The Jukebox
The Jukebox –  a permanent installation of the sound art of the 20th century
The Jukebox at Nikolaj, Copenhagen Contemporary Art Center, contains a comprehensive collection of sound works, among these sound poetry, electronic music, microtonality, avant-garde music and sound works by visual artists of the 20th century. These are sounds which are rarely heard – one is more likely to hear about them.


                                                  Photo: Anders Sune Berg
    
The idea of the jukebox dates back to the 1960's, when Fluxus organizer Knud Pedersen put up a jukebox in order to make the sound experiments of this period available to the audience. The jukebox expressed an eager longing for the computer. Art should be brought to the people, and what could be more obvious than using a jukebox to do so?

Introducing the jukebox – an object commonly known from pubs and bars – into an art centre was also a project which was totally in keeping with the Dadaist spirit. This was related to developments within avant-garde art in which objects belonging to everyday life were incorporated into works of art.

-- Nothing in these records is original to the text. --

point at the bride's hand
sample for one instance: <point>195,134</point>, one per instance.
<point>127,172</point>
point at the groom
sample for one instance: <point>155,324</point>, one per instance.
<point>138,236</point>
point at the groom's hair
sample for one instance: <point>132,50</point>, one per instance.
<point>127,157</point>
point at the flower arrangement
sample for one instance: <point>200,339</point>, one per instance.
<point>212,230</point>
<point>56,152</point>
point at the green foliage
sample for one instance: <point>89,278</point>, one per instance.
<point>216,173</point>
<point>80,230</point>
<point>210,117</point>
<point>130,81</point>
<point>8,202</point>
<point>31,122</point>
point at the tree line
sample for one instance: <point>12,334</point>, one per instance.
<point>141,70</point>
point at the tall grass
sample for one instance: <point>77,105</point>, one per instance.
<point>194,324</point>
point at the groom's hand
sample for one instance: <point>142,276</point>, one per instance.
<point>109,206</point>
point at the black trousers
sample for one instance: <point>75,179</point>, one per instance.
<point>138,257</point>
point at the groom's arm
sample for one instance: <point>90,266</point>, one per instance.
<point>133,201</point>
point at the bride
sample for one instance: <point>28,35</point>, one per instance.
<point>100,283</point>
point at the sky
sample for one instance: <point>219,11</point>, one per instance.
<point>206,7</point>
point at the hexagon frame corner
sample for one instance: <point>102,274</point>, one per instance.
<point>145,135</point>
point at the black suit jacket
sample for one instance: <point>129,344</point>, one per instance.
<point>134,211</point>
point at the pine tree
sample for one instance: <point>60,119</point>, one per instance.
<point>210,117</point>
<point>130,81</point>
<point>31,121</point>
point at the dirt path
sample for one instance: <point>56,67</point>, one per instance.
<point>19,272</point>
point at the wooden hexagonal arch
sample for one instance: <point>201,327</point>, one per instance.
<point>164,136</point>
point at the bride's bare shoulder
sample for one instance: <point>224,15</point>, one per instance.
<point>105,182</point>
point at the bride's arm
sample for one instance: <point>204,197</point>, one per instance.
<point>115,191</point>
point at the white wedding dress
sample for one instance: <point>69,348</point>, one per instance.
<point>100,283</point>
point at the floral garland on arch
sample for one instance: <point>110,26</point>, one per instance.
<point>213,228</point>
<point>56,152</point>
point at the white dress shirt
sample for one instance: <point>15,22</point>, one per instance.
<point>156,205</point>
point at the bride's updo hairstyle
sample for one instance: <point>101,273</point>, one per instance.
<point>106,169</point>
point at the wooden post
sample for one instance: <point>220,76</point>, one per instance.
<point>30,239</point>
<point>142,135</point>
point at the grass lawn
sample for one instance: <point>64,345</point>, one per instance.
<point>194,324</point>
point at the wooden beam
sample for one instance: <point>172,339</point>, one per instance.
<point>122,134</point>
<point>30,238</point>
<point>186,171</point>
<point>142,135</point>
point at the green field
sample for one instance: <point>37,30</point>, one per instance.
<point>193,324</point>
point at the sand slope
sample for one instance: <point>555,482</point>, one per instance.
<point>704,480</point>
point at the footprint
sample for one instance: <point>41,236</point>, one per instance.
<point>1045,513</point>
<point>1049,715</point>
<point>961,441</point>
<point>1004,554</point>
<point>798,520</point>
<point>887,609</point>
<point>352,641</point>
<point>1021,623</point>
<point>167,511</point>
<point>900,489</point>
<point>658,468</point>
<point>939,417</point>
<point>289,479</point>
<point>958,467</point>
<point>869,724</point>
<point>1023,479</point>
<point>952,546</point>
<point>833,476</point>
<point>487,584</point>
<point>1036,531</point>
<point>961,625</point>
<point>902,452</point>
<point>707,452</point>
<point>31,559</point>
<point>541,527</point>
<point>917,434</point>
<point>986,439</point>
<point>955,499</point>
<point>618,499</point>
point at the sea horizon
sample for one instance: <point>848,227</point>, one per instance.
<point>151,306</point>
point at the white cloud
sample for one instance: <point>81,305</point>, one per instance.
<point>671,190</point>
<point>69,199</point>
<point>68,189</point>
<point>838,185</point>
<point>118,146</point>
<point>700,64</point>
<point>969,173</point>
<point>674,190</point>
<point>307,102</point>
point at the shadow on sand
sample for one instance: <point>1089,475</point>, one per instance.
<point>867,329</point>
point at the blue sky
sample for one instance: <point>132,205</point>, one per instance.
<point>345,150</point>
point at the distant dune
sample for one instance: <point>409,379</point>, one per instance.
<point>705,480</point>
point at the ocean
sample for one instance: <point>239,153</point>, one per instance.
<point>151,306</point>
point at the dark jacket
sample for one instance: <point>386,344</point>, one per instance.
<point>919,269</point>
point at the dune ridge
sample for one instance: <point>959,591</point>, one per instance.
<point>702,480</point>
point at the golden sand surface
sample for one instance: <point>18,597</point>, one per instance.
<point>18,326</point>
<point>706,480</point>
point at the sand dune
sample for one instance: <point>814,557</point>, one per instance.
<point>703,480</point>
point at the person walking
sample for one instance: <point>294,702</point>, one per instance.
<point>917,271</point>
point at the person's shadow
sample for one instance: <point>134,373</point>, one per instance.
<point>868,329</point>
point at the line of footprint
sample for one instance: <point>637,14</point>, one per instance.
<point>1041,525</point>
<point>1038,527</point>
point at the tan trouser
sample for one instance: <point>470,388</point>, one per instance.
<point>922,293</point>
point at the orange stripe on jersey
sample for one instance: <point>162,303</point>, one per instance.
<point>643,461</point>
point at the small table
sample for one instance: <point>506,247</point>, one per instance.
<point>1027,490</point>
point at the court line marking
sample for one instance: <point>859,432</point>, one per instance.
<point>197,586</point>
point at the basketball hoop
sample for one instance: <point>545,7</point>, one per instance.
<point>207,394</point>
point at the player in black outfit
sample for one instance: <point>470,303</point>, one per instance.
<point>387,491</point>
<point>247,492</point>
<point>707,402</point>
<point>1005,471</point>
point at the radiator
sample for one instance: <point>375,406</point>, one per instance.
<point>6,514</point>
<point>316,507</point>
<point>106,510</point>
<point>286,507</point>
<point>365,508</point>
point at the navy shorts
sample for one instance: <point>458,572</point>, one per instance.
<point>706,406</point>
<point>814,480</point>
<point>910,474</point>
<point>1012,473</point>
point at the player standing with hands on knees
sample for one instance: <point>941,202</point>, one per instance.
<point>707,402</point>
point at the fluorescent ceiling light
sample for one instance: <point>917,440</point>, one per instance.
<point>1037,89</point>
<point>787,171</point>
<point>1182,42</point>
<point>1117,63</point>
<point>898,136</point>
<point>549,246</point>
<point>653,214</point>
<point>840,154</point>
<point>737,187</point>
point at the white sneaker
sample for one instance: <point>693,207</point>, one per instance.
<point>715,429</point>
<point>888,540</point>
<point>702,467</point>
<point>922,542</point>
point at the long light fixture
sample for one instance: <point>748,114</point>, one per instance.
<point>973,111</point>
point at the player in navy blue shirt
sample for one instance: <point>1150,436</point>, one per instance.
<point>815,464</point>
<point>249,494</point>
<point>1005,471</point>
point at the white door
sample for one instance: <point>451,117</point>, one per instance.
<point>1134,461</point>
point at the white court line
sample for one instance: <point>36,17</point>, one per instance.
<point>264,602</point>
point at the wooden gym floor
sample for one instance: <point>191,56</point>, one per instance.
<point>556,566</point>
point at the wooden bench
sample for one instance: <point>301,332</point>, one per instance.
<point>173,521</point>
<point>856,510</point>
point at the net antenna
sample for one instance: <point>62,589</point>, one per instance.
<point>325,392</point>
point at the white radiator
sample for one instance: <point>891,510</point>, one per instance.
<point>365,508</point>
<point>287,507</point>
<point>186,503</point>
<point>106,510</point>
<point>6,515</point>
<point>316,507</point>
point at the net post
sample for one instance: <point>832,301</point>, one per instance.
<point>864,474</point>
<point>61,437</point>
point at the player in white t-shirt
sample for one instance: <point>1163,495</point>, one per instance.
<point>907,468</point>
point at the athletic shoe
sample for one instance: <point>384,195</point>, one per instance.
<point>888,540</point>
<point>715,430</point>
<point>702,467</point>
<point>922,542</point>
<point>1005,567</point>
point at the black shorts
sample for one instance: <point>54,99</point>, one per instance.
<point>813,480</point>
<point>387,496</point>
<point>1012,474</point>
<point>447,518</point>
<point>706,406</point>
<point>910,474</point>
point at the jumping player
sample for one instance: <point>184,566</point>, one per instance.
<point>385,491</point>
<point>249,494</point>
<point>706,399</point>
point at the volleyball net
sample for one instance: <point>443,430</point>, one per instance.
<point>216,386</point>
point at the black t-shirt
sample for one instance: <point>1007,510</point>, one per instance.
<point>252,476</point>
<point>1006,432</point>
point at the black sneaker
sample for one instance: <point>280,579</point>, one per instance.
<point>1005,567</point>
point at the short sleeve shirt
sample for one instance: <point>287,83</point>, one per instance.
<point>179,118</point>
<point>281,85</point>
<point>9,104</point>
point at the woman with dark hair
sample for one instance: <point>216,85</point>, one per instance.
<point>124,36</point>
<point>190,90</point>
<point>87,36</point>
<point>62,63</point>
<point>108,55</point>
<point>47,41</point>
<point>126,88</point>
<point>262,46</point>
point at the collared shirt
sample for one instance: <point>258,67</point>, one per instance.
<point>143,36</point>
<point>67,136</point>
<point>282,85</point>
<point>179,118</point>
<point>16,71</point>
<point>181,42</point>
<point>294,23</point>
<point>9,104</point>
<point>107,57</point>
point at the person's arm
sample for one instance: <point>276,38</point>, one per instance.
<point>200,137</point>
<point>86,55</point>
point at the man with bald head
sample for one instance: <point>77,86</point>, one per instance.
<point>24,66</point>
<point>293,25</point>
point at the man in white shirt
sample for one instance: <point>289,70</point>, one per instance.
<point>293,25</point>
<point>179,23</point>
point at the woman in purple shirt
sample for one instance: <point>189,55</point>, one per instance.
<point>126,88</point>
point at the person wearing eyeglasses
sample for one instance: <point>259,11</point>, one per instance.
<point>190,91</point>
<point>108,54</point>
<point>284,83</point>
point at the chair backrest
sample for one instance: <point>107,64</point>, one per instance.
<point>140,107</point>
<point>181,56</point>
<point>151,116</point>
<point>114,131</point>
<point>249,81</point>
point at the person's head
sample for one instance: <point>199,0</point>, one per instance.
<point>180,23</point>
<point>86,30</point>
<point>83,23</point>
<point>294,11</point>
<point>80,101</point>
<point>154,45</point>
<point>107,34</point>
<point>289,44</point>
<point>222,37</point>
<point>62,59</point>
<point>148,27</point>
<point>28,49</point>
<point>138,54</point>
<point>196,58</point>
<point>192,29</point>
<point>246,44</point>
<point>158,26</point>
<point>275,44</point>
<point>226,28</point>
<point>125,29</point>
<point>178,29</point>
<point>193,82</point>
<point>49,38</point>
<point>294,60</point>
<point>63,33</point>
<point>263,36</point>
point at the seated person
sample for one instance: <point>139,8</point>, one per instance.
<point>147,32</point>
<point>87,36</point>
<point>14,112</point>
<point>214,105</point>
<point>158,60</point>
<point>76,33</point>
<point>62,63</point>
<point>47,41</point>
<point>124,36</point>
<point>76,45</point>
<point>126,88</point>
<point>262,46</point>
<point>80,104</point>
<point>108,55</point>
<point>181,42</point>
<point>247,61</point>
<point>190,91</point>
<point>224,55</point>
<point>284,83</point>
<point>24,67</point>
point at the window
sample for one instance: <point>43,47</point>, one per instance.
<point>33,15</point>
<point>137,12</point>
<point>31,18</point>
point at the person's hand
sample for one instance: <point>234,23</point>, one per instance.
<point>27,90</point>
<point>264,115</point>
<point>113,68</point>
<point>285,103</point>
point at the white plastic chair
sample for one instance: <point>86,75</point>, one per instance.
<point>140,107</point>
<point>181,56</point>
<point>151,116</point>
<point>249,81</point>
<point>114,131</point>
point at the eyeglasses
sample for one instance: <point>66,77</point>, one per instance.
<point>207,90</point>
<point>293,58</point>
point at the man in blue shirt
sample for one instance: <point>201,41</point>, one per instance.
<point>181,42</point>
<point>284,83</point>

Today, Nikolaj, Copenhagen Contemporary Art Center, has further developed the idea of the jukebox and has classified the more than 20 hours of recordings into various categories. One of these is Historical Voices, in which it is possible to listen to epochal artists such as Marcel Duchamp, John Cage, Tristan Tzara, F.T. Marinetti and Joseph Beuys. Another category is Fluxus which documents how this movement worked with sound art.